The Rupee Dilemma: Exporters Struggle Amid Currency Depreciation
The depreciation of the rupee against the US dollar is offering limited advantages to Indian exporters, primarily due to the high import content and global market uncertainties. As import costs surge with a weaker rupee, exporters face challenges in leveraging the currency's decline for increased competitiveness.
- Country:
- India
The continuing depreciation of the Indian rupee against the US dollar has posed significant challenges for domestic exporters, as observed by sector experts. Although a weakening rupee typically enhances export competitiveness by lowering the international prices of Indian goods, the prevailing circumstances have restricted these potential benefits.

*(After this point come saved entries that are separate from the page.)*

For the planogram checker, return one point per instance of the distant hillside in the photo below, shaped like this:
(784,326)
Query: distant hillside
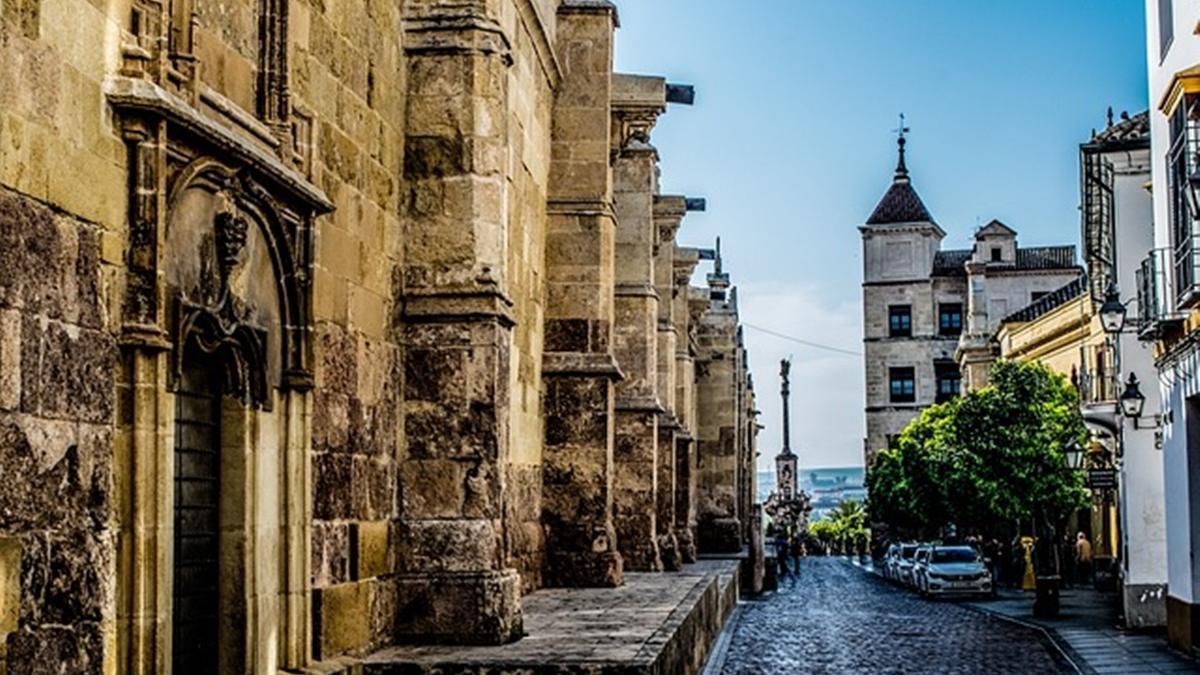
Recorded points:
(828,487)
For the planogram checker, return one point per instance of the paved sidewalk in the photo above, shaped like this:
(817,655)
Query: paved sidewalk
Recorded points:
(1086,628)
(1086,631)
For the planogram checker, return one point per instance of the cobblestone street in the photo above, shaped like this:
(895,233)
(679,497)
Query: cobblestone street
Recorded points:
(837,619)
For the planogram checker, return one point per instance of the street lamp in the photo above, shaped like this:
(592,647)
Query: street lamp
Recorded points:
(1073,454)
(1193,192)
(1132,399)
(1113,312)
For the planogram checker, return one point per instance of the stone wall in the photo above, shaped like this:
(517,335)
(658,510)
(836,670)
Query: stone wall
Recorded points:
(61,214)
(57,407)
(456,364)
(348,75)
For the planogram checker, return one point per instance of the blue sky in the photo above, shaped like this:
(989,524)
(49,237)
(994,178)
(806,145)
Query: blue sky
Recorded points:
(791,141)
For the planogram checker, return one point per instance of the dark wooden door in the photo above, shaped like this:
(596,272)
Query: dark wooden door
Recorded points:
(197,524)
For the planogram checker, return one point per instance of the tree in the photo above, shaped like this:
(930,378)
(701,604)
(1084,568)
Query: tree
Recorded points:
(984,460)
(844,529)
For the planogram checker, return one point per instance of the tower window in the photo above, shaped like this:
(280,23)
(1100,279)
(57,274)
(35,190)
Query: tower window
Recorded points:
(900,321)
(949,381)
(903,384)
(949,318)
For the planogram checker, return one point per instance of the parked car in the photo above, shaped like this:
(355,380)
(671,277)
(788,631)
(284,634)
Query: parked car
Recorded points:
(948,571)
(904,563)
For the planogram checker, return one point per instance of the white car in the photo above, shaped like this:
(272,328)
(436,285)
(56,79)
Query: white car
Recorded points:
(951,571)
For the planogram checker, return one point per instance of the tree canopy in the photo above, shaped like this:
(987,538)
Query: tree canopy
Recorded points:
(985,459)
(843,529)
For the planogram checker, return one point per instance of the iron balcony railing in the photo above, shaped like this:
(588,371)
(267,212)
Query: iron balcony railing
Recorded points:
(1156,302)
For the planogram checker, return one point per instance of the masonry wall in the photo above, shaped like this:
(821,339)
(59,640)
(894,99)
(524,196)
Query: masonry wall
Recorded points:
(391,459)
(348,70)
(61,222)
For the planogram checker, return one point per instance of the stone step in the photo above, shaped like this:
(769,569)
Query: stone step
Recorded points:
(657,623)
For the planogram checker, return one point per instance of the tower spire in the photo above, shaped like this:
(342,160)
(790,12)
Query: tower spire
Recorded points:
(785,368)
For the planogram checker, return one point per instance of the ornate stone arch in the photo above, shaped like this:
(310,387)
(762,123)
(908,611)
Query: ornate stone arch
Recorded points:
(221,318)
(219,257)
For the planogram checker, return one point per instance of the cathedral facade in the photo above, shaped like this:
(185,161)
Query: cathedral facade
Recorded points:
(334,326)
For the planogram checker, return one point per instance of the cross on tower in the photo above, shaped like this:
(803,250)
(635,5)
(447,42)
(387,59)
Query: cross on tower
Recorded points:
(901,169)
(901,130)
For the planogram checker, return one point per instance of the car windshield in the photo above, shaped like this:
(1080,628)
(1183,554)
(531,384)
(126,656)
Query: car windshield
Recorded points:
(955,555)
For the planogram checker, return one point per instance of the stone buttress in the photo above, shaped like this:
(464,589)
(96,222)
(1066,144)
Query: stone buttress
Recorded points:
(579,369)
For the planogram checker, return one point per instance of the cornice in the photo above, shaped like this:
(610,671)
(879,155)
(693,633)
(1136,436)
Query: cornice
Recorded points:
(535,24)
(142,96)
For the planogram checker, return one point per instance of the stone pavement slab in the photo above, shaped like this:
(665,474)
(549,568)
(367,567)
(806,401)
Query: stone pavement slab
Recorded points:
(657,622)
(1086,629)
(833,619)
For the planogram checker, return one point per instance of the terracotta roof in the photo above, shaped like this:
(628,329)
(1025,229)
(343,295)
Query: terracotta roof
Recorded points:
(1128,130)
(1049,302)
(1045,257)
(952,263)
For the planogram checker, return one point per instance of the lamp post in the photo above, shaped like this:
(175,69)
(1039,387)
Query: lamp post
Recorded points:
(1113,311)
(1073,454)
(1133,401)
(1193,192)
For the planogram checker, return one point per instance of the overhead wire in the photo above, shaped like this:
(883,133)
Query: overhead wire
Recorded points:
(802,341)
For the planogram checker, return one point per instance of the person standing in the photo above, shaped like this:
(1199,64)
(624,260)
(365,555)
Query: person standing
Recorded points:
(1083,559)
(781,551)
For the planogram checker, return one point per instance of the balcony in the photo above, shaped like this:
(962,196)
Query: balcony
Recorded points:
(1155,303)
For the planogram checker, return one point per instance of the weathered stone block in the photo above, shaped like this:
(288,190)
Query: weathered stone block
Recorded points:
(330,554)
(51,650)
(445,545)
(341,619)
(67,372)
(10,585)
(373,549)
(331,493)
(66,470)
(466,608)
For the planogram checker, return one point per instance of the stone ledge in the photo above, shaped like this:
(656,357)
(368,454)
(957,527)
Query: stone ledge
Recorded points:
(657,622)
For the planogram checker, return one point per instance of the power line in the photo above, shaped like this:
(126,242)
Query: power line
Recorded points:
(805,342)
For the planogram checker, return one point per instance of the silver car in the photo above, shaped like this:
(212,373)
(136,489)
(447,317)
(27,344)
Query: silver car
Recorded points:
(949,571)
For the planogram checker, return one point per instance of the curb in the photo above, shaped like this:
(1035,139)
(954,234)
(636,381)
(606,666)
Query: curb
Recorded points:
(1062,653)
(717,657)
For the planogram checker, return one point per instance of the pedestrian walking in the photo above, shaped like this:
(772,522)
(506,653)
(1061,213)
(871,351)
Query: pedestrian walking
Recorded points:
(1083,559)
(781,553)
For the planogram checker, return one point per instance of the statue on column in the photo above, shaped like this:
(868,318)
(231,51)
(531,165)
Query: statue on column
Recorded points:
(787,506)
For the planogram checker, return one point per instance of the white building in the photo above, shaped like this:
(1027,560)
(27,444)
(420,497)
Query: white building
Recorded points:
(916,304)
(1117,231)
(1170,294)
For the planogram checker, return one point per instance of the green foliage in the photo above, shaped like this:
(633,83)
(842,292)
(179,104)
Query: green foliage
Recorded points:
(985,459)
(844,527)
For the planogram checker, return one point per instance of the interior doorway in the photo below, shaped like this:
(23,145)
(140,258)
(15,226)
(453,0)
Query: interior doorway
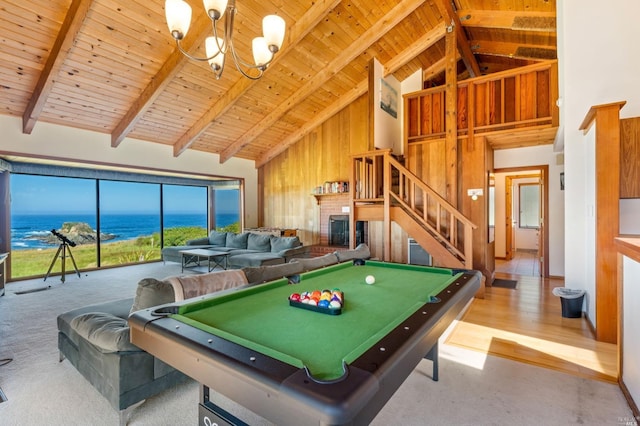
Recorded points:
(521,220)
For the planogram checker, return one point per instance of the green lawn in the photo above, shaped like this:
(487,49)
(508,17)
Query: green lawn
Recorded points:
(36,262)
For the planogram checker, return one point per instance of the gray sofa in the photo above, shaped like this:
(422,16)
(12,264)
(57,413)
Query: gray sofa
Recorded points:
(95,339)
(244,250)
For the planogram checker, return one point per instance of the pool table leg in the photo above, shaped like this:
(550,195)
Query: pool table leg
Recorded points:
(212,414)
(433,356)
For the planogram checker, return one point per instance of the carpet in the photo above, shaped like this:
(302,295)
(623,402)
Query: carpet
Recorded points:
(502,283)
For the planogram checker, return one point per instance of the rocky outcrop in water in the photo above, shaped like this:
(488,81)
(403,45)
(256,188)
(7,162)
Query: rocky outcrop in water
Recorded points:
(77,232)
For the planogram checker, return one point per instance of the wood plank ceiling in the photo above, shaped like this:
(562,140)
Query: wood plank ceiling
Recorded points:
(111,66)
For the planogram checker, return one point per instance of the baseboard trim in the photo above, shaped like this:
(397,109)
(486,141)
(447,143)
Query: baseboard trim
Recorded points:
(632,404)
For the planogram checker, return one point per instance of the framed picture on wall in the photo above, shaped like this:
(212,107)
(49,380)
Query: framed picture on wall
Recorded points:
(388,99)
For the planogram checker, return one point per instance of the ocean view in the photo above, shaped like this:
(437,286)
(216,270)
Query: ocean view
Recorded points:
(24,227)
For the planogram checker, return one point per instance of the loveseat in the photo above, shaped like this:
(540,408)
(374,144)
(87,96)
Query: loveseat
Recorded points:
(244,249)
(95,339)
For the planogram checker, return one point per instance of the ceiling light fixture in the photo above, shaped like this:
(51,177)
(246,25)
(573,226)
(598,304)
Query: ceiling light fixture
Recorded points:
(178,14)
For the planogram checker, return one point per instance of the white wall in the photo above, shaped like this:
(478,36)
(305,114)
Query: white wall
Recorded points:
(598,66)
(52,141)
(539,156)
(631,348)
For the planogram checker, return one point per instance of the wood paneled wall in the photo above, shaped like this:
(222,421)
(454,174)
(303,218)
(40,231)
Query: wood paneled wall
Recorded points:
(323,155)
(630,158)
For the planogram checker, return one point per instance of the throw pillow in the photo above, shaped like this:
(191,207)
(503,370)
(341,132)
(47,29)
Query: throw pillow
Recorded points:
(237,240)
(316,262)
(217,238)
(360,252)
(259,242)
(152,292)
(260,274)
(105,331)
(284,243)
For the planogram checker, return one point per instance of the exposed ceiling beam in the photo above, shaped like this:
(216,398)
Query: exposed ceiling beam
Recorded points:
(436,68)
(396,63)
(509,20)
(373,34)
(450,16)
(295,34)
(171,67)
(513,50)
(61,47)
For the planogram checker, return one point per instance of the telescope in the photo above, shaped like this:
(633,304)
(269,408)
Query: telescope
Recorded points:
(63,251)
(62,238)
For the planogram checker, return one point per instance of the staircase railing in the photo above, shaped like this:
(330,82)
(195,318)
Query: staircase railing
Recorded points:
(380,179)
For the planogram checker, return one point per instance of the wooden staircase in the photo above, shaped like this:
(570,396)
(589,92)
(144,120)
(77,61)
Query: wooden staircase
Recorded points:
(384,190)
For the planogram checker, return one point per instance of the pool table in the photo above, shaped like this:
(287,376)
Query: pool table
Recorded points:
(297,366)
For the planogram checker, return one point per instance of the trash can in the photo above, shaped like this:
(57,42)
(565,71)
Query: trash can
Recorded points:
(571,301)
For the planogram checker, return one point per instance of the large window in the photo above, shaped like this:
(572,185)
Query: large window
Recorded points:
(40,204)
(110,221)
(185,213)
(130,221)
(227,214)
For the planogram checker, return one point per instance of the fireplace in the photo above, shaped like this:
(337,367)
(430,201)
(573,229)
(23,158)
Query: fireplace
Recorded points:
(339,231)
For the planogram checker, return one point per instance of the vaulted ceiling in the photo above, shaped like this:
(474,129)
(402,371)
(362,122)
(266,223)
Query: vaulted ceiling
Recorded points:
(111,66)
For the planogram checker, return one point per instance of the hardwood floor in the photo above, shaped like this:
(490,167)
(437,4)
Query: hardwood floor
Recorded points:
(526,325)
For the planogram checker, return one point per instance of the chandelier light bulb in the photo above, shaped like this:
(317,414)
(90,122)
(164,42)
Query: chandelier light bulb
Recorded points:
(213,51)
(178,14)
(273,28)
(215,8)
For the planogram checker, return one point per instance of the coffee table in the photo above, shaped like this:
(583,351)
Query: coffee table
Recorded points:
(214,258)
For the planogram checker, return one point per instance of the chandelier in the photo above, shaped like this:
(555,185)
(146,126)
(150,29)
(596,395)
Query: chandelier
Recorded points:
(217,48)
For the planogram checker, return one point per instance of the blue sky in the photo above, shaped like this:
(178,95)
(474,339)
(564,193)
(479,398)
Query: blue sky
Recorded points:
(42,194)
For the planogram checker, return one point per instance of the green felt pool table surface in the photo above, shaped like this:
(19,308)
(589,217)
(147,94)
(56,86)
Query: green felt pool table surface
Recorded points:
(295,366)
(260,317)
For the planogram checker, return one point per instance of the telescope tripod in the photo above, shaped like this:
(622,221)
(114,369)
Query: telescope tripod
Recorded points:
(62,253)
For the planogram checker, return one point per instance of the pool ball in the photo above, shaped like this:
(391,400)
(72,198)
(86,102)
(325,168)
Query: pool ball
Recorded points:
(335,304)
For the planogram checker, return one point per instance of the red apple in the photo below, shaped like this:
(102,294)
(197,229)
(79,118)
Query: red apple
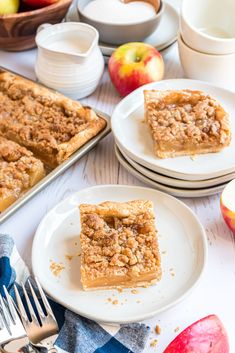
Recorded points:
(207,335)
(133,65)
(227,205)
(36,4)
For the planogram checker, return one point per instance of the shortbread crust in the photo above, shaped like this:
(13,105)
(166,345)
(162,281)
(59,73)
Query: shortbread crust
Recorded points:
(119,245)
(19,171)
(186,122)
(49,124)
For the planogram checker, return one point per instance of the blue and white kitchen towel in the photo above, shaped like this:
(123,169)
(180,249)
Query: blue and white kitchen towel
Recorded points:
(77,334)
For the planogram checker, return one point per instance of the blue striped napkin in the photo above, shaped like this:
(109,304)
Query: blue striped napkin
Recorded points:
(77,334)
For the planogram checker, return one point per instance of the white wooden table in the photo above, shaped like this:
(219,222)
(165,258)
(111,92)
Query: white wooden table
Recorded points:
(216,291)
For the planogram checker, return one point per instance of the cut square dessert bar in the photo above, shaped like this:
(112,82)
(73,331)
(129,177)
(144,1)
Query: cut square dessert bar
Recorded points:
(119,245)
(19,171)
(186,122)
(49,124)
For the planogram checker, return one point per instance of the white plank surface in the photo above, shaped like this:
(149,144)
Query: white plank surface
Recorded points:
(215,293)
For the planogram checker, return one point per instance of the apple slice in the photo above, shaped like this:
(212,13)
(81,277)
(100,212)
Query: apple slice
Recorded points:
(207,335)
(227,205)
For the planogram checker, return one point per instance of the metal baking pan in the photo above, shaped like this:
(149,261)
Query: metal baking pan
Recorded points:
(58,170)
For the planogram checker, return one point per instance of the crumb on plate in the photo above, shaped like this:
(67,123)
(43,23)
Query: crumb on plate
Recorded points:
(153,343)
(158,329)
(56,268)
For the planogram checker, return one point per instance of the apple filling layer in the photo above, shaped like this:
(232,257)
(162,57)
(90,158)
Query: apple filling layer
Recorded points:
(119,245)
(49,124)
(186,123)
(19,171)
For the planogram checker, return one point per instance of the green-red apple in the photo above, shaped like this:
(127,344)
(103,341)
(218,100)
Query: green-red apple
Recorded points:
(39,3)
(207,335)
(9,6)
(227,205)
(133,65)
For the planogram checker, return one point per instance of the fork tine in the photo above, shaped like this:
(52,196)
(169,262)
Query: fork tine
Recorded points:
(11,305)
(5,315)
(45,301)
(37,304)
(30,308)
(20,305)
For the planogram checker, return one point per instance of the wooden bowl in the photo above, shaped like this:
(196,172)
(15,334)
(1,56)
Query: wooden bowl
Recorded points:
(17,31)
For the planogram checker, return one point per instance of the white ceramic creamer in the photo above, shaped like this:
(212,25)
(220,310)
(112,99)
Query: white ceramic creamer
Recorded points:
(69,59)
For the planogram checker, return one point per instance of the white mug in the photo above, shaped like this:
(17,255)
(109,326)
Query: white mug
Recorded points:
(69,59)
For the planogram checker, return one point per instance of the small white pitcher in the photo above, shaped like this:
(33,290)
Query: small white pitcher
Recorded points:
(69,59)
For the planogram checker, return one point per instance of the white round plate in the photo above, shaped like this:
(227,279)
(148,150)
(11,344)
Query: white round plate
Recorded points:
(133,135)
(163,37)
(182,244)
(163,179)
(178,192)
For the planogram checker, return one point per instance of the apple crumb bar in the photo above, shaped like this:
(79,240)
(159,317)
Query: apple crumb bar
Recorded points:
(47,123)
(19,171)
(119,245)
(185,122)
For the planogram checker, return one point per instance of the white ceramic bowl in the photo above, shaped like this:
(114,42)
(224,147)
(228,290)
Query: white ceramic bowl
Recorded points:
(217,69)
(209,25)
(120,33)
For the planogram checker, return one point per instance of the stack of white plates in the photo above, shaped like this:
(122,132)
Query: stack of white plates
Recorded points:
(206,174)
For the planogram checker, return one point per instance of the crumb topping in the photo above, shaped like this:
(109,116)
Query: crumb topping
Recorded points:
(40,117)
(17,168)
(119,238)
(186,116)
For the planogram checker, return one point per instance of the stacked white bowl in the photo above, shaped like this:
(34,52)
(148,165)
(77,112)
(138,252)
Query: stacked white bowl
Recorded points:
(207,41)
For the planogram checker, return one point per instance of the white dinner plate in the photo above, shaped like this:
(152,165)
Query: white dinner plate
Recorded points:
(133,135)
(183,248)
(163,179)
(163,37)
(178,192)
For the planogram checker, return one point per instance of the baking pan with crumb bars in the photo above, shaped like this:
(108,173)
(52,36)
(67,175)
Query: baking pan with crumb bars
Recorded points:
(54,173)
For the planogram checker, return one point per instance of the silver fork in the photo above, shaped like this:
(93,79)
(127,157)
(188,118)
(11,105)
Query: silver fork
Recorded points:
(43,333)
(13,337)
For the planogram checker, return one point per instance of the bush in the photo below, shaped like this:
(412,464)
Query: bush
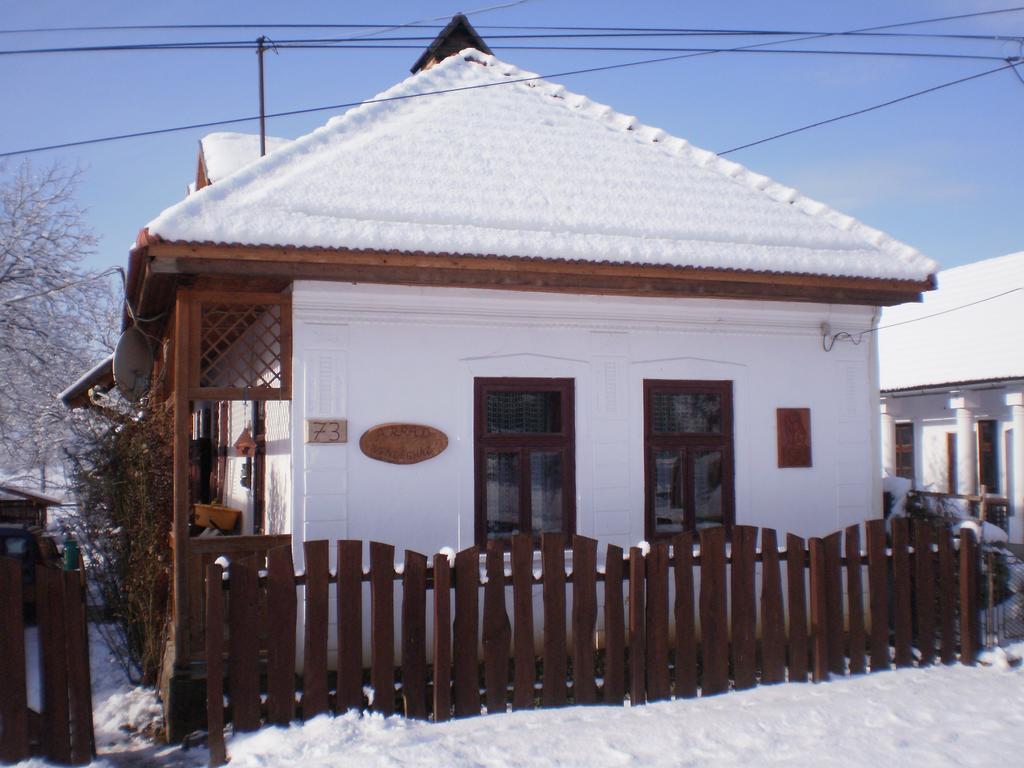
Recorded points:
(122,474)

Heavy reliance on imported raw materials has substantially elevated costs, nullifying the gains typically associated with a weaker currency, remarked international trade expert Biswajit Dhar. Despite the rupee's decline by over 4% since January last year, exporters are struggling to profitably exploit this downturn in currency value.
Additional challenges arise from increasing expenses in shipping, insurance, and marketing—all denominated in US dollars—which exacerbate the situation. Experts also noted similar depreciation trends in currencies of other countries such as China and Japan, highlighting the competitiveness challenges faced by Indian exporters amid global currency fluctuations.